Woody Allen examines the phenomenon of "celebrity" in some of its most ridiculous incarnations in this thoroughly entertaining, black-and-white, contemporary comedy set in New York City. Kenneth Branagh plays his alter ego, a free-lance writer whose neurotic ambitions lead him to divorce his high-strung wife, a school teacher (Judy Davis), and into the wobbly orbit of superstars like prancing movie queen Melanie Griffith, imperious model Charlize Theron, and teen idol Leonardo DiCaprio, who was cast even before he made such a big hit in "Titanic." "All you writers are so sensitive," DiCaprio whines when Branagh hedges about joining him in some drug-laden debauchery.

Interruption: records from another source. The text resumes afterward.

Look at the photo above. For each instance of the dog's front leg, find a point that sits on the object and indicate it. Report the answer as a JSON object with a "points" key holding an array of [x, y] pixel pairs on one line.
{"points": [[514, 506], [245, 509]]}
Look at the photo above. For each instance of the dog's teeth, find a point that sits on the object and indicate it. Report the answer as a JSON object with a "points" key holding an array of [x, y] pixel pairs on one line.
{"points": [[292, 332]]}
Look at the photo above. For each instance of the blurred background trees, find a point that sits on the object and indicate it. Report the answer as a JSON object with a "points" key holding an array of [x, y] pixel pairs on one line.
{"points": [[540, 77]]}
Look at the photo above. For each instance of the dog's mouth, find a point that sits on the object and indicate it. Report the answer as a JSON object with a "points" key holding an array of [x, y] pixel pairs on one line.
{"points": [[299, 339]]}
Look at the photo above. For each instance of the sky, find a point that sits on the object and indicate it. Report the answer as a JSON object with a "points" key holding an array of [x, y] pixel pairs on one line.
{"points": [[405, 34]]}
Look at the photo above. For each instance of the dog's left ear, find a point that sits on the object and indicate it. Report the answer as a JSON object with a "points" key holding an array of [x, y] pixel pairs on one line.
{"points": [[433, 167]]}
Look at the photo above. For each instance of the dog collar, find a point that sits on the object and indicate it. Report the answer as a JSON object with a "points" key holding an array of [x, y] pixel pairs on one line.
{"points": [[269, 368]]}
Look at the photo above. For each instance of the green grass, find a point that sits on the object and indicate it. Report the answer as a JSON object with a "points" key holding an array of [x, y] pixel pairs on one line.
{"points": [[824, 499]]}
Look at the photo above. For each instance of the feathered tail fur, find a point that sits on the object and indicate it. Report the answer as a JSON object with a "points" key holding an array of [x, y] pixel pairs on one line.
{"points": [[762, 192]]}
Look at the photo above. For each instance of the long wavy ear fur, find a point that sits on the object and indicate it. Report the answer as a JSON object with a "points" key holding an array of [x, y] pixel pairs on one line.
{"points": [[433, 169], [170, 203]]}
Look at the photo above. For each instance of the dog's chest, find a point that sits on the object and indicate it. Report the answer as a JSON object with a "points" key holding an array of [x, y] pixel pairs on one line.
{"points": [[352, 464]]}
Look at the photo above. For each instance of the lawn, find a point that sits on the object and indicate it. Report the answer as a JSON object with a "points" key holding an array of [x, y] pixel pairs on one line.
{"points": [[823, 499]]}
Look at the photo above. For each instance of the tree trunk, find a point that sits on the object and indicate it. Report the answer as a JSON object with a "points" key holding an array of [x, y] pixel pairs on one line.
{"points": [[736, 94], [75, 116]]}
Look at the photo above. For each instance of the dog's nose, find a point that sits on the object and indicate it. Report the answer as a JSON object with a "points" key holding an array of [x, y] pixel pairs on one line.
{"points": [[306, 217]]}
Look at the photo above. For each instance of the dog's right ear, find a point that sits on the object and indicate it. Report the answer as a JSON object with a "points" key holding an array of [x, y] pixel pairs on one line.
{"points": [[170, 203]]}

Famke Janssen is a svelte book editor, and Winona Ryder does a turn as an ambitious waitress/actress. While Branagh blathers about the current "Age of Psychiatry," where people have become so civilized that a new barbarity has developed from their pseudo-sophistication, his ex-wife flees to a religious retreat where a TV-star priest signs autographs, learns about oral sex from a prostitute (Bebe Newirth), and visits a plastic surgeon (Michael Lerner) known as "the Michaelangelo of Manhattan." And she delivers Allen's signature line for the film: "You can tell a lot about a society by who it chooses to celebrate." Obviously, Woody Allen is satirizing Andy Warhol's "15 minutes of fame" which is now accorded to hostages, criminals, and the unlikely oddballs who catch our fancy, revealing a society with no firm guideposts, either moral or traditional. On the Granger Movie Gauge of 1 to 10, "Celebrity" is an acerbic, cynical 7, ridiculing the "discreet charm" of the auteurs and poseurs, the so-called cultural elite.